For those of us in the trenches and on the front lines, the future likely starts now. And it begins by not prematurely dusting away a maturing generation that is craving attention. While cultivating a practice ready to accept a millennial generation is likely the key to the future of aesthetics, it is an expensive low yield and one met with a clumsy step. There is no doubt we need to be open and welcoming to the Millennials, however, the more fruitful, reachable and affable population is likely just waiting to be asked…to dance again.

1. Roberts, David H., Lori R. Newman, and Richard M. Schwartzstein. “Twelve tips for facilitating Millennials' learning.” Medical teacher 34.4 (2012): 274-278.

2. McSpadden, K. “You Now Have a Shorter Attention Span Than a Goldfish.”

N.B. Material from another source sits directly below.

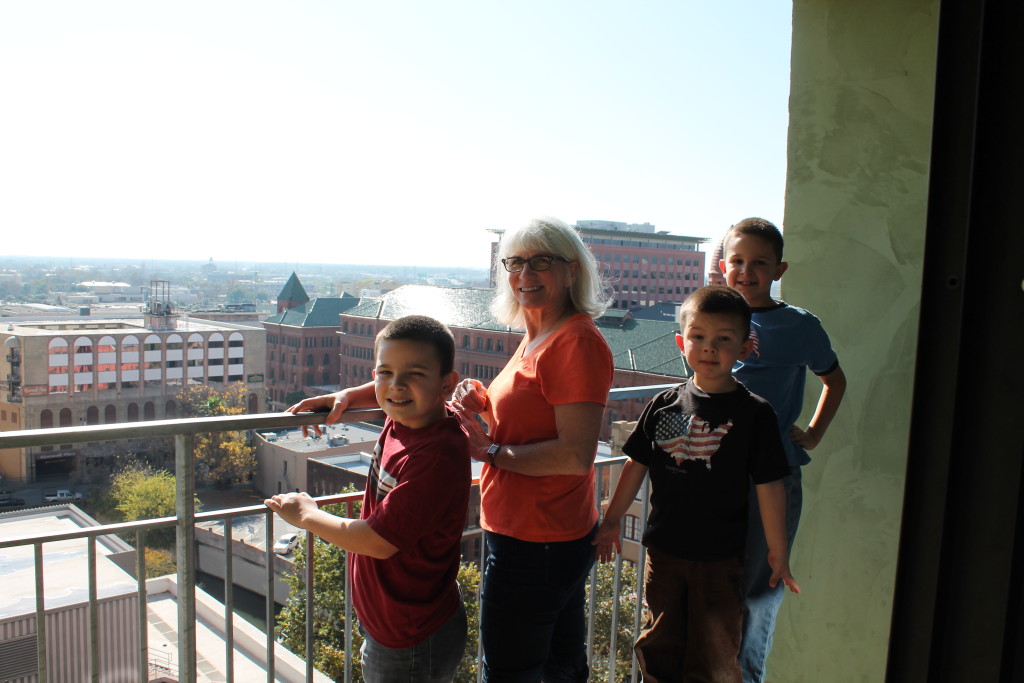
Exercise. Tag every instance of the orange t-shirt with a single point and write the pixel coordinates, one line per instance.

3.Sabrina Guillen Fabi, MD, dermatologist, voluntary assistant clinical professor of medicine/dermatology, University of California, Associate & Associate Research Director, Cosmetic Laser Dermatology, San Diego, CA

4. Brennan C. “Millennials earn 20 percent less than Boomers did at same stage of life.”

5. Woollaston V. “We'll soon all live to 120 years old - but this is probably the absolute limit, claims expert.”

6. Brabeck-Letmathe P. Nutrition for a better life. Univ of Chicago press April 2017.